While these monochromatic acrylic paintings depart from Murakami’s usual technicolor palette, he continues to draw on a wide range of influences, from Japanese religious symbols to the popular Japanese video game, Blue Dragon. In Dragon in Clouds – Red Mutation, the volumetric outlines of energized swirls and vast claws sprawl across the panels while the shaded scales of the dragon’s body replicate the effects of saturated ink in Shōhaku’s paintings. The “red dragon” refers to the eponymous novel by Thomas Harris that hinges on an encounter with William Blake’s Great Red Dragon watercolors as well as the munificent powers associated with it in Eastern culture. In Dragon in Clouds – Indigo Blue, frenetic swirls surround the dragon’s pupils and combine with its flared nostrils and serpentine whiskers to create visual turbulence. The scale of Murakami’s paintings underscores the psychological intensity required to create an image that provoked strong reactions when it was first placed in a Japanese temple centuries ago. In Murakami’s gigantic reimaginings, the dragon becomes a prescient reminder of the intrinsic link between art and the psyche.

In his distinctive “Superflat” style, which employs highly refined classical Japanese painting techniques to depict a super-charged mix of Pop, animé and otaku content within a flattened representational picture-plane, Murakami moves freely within an ever-expanding field of aesthetic issues and cultural inspirations. Parallel to the familiar utopian and dystopian themes that feature masses of smiling flowers, elaborate scenes of toonish apocalypse, and the ever-morphing cult figures of DOB, Mr. Pointy, Kaikai and Kiki, he recollects and revitalizes narratives of transcendence and enlightenment, often involving outsider-savants. Mining religious and secular subjects favored by the so-called Japanese “eccentrics” or non-conformist artists of the Early Modern era commonly considered to be counterpart to the Western Romantic tradition, Murakami situates himself within their legacy of bold and lively individualism in a manner that is entirely his own and of his time.

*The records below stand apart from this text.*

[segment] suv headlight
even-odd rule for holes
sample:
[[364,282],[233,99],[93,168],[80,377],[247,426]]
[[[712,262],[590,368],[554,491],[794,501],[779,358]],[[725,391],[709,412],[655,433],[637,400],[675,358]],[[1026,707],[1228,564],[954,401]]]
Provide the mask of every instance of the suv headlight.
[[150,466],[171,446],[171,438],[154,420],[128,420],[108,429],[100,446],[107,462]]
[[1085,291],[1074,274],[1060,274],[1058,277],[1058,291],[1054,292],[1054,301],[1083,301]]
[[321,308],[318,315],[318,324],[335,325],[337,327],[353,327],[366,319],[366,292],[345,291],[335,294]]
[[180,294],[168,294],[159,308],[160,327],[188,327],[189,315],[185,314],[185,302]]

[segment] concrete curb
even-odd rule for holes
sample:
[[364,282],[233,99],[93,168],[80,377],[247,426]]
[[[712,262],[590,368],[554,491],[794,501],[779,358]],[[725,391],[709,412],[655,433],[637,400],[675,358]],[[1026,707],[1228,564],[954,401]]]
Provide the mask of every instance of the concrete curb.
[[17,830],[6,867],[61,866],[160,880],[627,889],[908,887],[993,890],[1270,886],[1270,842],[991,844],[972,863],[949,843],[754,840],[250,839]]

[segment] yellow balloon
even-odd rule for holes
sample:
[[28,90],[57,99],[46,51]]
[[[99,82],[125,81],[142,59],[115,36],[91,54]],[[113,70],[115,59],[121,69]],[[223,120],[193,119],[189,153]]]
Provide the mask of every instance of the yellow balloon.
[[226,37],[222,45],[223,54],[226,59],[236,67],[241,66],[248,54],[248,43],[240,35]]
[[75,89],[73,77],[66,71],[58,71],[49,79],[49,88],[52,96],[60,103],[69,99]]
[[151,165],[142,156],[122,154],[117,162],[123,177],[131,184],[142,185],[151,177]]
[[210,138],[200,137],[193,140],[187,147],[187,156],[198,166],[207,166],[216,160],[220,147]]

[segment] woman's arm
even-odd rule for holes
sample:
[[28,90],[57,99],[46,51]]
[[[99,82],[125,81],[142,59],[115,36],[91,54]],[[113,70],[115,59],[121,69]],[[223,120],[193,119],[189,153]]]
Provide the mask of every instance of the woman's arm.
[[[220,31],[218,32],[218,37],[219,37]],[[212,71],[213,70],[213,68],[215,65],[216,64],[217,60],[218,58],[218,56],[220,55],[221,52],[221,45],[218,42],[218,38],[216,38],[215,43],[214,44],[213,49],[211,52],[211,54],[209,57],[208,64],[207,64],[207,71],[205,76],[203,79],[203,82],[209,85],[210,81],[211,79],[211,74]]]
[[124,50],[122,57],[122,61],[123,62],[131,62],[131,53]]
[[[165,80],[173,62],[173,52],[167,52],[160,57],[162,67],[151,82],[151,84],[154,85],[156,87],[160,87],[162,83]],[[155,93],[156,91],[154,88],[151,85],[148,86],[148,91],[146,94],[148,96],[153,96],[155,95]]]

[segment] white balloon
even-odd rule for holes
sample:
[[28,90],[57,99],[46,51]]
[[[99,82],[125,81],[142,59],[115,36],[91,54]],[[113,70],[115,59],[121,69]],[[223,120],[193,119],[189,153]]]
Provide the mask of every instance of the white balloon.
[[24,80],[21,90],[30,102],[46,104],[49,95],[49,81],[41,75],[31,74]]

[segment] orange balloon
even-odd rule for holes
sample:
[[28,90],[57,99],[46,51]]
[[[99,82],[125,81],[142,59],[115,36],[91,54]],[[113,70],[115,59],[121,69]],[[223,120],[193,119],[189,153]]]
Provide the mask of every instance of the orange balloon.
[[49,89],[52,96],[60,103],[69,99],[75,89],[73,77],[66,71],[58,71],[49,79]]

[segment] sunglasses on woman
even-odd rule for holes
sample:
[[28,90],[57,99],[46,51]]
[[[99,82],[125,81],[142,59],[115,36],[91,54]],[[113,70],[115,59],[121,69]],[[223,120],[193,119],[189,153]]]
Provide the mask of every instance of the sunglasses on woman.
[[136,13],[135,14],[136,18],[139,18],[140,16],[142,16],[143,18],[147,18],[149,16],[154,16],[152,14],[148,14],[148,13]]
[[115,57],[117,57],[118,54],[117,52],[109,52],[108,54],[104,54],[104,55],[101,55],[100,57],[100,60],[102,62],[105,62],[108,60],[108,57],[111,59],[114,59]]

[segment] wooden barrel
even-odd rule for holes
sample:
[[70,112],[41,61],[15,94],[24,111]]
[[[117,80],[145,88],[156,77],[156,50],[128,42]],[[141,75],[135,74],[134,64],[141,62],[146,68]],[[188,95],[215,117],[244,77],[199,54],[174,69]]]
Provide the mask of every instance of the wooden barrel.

Takashi Murakami was born in 1962 in Tokyo, and received his B.F.A., M.F.A. and PhD from the Tokyo University of the Arts (formerly the Tokyo National University of Fine Arts and Music). He founded the Hiropon Factory in Tokyo in 1996, which later evolved into Kaikai Kiki, an art production and art management corporation. In addition to the production and marketing of Murakami’s art and related work, Kaikai Kiki functions as a supportive environment for the fostering of emerging artists. Murakami is also a curator, a cultural entrepreneur, and a critical observer of contemporary Japanese society. In 2000, he organized a paradigmatic exhibition of Japanese art titled “Superflat,” which traced the origins of contemporary Japanese visual pop culture in historical Japanese art. He has continued this work in subsequent impactful exhibitions such as “Coloriage” (Fondation Cartier pour l’art contemporain, Paris, 2002) and “Little Boy: The Art of Japan’s Exploding Subcultures” (Japan Society, New York, 2005).

Murakami’s recent major solo exhibitions include Museum of Contemporary Art, Tokyo (2001); Museum of Fine Arts, Boston (2001); “Kaikai Kiki,” Fondation Cartier pour l’art vontemporain, Paris and the Serpentine Gallery, London (2002). A comprehensive survey exhibition opened at the Museum of Contemporary Art, Los Angeles in 2007 and traveled to the Brooklyn Museum, the Museum für Moderne Kunst, Frankfurt and the Guggenheim Museum, Bilbao in 2008-2009. His exhibition at the Château de Versailles, France is on view through December 12, 2010.

Murakami currently lives and works in Tokyo, New York, and Los Angeles.